Я дала Дине слово, что в дальнейшем не буду обходить ее в своих повседневных нуждах. Придется менять вещи на продукты — одна простыня моя, одна ее, одна наволочка моя, одна ее. Только к твоим да Верочкиным вещам мы договорились не прикасаться, как бы ни было трудно. Пусть дожидаются вашего возвращения. В глубине души я знала, никакие наши пожитки все равно нам уже не помогут. В ряду то и дело возникавших запретов вдруг оказалось, что начисто отменены всякие сношения с деревней. Не знала я только того, что скоро Дине, уже ничего не понадобится. Многие из ваших вещей до сих пор у меня. Что касается пакетика с марганцовкой, который я выманила у Дины, прикинувшись, что у меня болит горло, то всего лишь неделей позже она в отчаянии бросилась ко мне:
— От марганцовки что-нибудь осталось? Надо Симочке прочистить желудок. Быстрее!
Представляешь себе, что творилось бы с Диной, если бы она извела лекарство на свои волосы? Правда, марганцовка не помогла. Но она же надеялась…
Да, согласие между нами частенько нарушалось, И победительницей из наших схваток всегда выходила я. В нашем положении иначе и быть не могло. Дина понимала, что я не рада своему торжеству, что я стыжусь его. Она молодая, я — старая, но сила на моей стороне. Как бы то ни было, не мне же приходится скрываться. И Дина не обольщалась — вспыхивала, но вскоре одумывалась и уступала.
Однако то, о чем мы говорили вечером первого января, ничего общего не имело с прежними нашими размолвками. Я не узнавала Дину. Передо мной была белая маска, а не лицо. И такая категоричность… Я растерялась и обессилела перед ее решительностью. Чувствовала, что на этот раз никакие уговоры не помешают Дине уйти. Мне остается одно — оттягивать время.

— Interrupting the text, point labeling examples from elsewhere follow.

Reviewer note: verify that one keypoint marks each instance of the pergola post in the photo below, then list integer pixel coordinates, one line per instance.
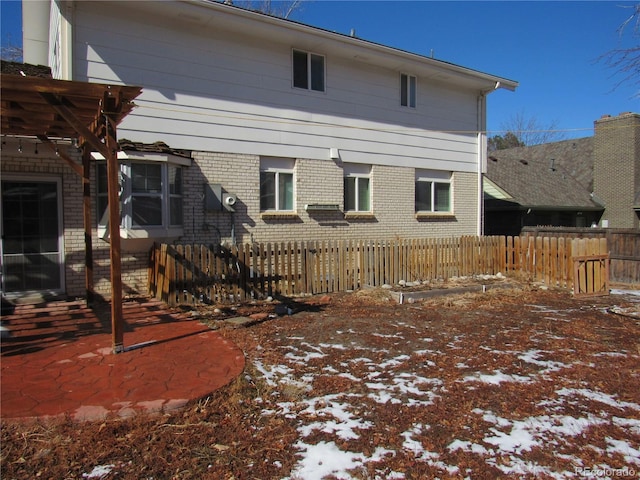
(47, 108)
(113, 193)
(86, 214)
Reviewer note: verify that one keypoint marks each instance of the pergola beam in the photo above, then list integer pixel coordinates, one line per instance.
(90, 112)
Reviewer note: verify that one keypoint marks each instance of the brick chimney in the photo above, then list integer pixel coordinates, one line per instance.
(616, 168)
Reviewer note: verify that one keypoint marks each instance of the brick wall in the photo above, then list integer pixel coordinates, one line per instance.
(315, 182)
(616, 169)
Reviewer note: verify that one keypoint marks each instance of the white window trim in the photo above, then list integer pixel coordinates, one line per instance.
(309, 73)
(433, 177)
(408, 86)
(279, 165)
(358, 171)
(127, 230)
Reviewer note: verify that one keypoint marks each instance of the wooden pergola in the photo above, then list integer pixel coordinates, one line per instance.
(49, 109)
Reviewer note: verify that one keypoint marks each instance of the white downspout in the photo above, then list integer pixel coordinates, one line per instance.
(482, 160)
(482, 152)
(66, 36)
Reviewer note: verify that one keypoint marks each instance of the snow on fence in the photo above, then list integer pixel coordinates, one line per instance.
(180, 274)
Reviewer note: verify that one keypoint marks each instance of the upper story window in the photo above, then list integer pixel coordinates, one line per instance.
(433, 191)
(357, 191)
(308, 71)
(151, 195)
(408, 90)
(277, 184)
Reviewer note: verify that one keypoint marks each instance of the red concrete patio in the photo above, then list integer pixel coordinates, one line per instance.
(59, 361)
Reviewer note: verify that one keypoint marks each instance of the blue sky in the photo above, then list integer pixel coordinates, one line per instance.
(550, 47)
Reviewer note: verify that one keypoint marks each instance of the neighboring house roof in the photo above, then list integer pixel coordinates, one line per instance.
(556, 175)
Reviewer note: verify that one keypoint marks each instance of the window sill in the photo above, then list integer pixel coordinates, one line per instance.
(359, 216)
(434, 215)
(279, 215)
(152, 233)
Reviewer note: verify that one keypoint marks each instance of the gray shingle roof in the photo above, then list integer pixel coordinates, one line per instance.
(556, 175)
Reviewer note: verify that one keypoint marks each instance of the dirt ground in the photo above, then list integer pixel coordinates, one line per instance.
(511, 383)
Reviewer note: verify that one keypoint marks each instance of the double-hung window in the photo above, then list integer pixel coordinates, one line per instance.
(433, 191)
(151, 196)
(408, 90)
(357, 188)
(308, 71)
(277, 184)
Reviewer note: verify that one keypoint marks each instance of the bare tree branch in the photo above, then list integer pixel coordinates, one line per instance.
(625, 62)
(276, 8)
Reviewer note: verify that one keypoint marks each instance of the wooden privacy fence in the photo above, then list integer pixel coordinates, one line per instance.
(187, 273)
(581, 264)
(180, 274)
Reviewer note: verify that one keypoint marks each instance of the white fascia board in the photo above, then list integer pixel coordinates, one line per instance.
(147, 157)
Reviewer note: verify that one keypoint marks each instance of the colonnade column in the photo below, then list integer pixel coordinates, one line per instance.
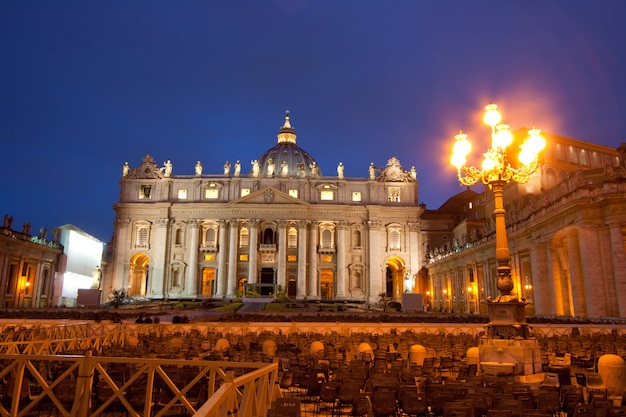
(595, 291)
(577, 290)
(313, 287)
(191, 283)
(376, 274)
(221, 261)
(281, 276)
(231, 290)
(619, 265)
(157, 277)
(541, 274)
(341, 260)
(254, 238)
(301, 287)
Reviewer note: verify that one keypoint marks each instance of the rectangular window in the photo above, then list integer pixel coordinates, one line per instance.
(145, 192)
(327, 195)
(572, 155)
(559, 152)
(584, 157)
(393, 194)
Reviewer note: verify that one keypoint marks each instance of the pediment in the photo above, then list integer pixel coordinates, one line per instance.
(268, 195)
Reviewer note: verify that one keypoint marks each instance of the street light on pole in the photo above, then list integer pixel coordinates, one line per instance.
(496, 171)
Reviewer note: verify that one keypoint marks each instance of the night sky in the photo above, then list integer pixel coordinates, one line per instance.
(88, 85)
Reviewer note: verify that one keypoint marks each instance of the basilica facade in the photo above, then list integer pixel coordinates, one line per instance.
(281, 226)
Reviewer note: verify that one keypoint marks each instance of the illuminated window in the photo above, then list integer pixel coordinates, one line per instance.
(394, 239)
(244, 237)
(211, 193)
(327, 195)
(145, 192)
(572, 155)
(210, 237)
(559, 152)
(596, 161)
(356, 238)
(142, 237)
(393, 194)
(327, 239)
(292, 238)
(179, 237)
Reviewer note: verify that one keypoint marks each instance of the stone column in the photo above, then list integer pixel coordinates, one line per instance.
(576, 275)
(542, 293)
(281, 275)
(191, 283)
(301, 287)
(222, 276)
(233, 248)
(253, 251)
(619, 266)
(159, 241)
(376, 275)
(341, 260)
(595, 292)
(313, 284)
(415, 254)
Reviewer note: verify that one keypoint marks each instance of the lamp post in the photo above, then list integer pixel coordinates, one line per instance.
(496, 171)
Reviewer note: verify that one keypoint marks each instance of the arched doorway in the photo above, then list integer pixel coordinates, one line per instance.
(266, 279)
(291, 287)
(327, 284)
(208, 282)
(394, 278)
(138, 276)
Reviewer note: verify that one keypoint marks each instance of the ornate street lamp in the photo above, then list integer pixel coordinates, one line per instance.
(496, 171)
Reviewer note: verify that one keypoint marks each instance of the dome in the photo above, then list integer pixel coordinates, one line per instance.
(286, 159)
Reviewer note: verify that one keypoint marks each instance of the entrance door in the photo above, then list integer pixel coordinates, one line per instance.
(327, 284)
(267, 281)
(208, 282)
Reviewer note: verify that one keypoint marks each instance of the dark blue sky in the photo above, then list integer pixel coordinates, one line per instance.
(87, 85)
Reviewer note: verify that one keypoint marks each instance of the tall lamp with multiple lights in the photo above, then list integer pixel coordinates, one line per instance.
(496, 171)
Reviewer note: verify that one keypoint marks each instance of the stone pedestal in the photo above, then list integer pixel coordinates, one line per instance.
(508, 343)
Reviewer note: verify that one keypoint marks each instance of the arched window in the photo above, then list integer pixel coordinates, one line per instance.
(292, 238)
(244, 237)
(394, 239)
(210, 236)
(550, 178)
(179, 236)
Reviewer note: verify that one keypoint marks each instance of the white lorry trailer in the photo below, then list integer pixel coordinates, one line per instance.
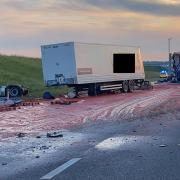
(95, 67)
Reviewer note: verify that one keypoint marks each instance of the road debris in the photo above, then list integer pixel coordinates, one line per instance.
(64, 101)
(163, 145)
(20, 135)
(54, 135)
(4, 164)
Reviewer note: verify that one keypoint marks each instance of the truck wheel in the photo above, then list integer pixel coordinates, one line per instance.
(14, 91)
(91, 90)
(125, 86)
(131, 86)
(72, 93)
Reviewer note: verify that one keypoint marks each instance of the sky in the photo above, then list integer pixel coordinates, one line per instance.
(25, 25)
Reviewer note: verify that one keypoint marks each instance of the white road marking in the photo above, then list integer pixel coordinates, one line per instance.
(60, 168)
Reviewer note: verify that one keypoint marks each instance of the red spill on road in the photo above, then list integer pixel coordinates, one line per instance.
(45, 116)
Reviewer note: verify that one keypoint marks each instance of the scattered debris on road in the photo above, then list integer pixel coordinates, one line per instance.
(20, 135)
(163, 145)
(64, 101)
(4, 164)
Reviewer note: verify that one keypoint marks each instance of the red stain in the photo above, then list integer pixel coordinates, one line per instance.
(46, 117)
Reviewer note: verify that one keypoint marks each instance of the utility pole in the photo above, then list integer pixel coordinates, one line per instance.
(169, 52)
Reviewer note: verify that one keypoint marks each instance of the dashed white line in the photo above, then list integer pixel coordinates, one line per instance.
(60, 169)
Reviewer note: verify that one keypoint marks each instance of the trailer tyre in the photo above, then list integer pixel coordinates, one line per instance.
(131, 86)
(14, 91)
(125, 86)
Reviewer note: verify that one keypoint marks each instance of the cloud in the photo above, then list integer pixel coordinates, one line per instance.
(158, 7)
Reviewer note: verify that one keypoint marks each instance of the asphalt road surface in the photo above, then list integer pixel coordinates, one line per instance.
(146, 148)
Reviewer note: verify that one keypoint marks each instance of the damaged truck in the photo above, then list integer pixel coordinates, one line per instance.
(95, 68)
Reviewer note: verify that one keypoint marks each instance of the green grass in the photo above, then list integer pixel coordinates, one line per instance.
(152, 72)
(28, 72)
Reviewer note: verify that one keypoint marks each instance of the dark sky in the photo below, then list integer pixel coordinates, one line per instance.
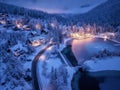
(58, 6)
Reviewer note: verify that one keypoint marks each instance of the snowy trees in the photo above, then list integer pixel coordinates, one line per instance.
(59, 78)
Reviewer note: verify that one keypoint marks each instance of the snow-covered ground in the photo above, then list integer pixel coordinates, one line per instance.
(44, 71)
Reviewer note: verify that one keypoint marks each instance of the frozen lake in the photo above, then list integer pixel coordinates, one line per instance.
(85, 49)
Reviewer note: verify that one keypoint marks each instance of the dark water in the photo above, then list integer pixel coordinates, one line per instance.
(105, 80)
(81, 50)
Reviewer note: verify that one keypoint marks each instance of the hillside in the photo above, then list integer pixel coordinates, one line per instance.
(106, 13)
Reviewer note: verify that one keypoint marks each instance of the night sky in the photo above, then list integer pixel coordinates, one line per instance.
(58, 6)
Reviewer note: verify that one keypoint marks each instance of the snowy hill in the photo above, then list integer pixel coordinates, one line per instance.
(16, 10)
(108, 12)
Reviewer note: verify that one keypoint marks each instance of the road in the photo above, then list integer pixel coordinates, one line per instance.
(34, 69)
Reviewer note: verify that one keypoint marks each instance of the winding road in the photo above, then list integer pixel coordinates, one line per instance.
(36, 85)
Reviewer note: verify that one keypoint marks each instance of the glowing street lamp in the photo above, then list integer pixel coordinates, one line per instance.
(36, 43)
(42, 57)
(105, 37)
(38, 26)
(52, 25)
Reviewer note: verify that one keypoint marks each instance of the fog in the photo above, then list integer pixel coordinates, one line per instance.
(57, 6)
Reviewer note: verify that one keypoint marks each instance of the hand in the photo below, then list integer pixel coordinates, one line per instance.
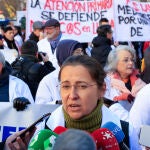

— Ладно, — сказала я. — Вот придет Леонид — посоветуемся.
На белой маске вдруг появились признаки жизни. Но не мои слова ее оживили. Я даже не уверена, что они до нее дошли. Нет, Дина увидела меня. Увидела и всплеснула руками:
— До чего же вы осунулись! Я-то весь день валяюсь в постели, а вы работаете. Поешьте и ложитесь. Скорее. Да не смотрите на меня так, я не собираюсь бежать от вас тайком. Можете спокойно спать. Сегодня не уйду. Обещаю.
Подоспел Леонид. В первый раз с тех пор, как Дина перебралась к нам, мы вместе поели. Обычно она из своего убежища не выходила. Днем, когда мы были на работе, на наружной двери висел замок: никого нет дома — и весь сказ. Малейшая оплошность могла выдать. Дину и Симочку и — что кривить душой? — меня и моих детей заодно с ними.
Время между окончанием работы и сном мы — Верочка, Леонид и я, когда Верочка еще была с нами, — проводили в проходной комнате. Окно занавешено одеялом (это от нас требовали), а наружная дверь не заперта (это мы сами придумали). Голоса мы не понижали: если кто пройдет мимо, пусть, на всякий случай, слышит нас. Дом открыт для всех. Нам нечего таить от людей…
Первое января 1943 года. Каждая минута — ссадиной на сердце. Я задула лампу: пусть Дина думает, что мы легли спать. У нее ведь, само собой, было темно. Всегда темно. Я хотела тихонько переговорить с Леонидом. Но Дина позвала нас к себе.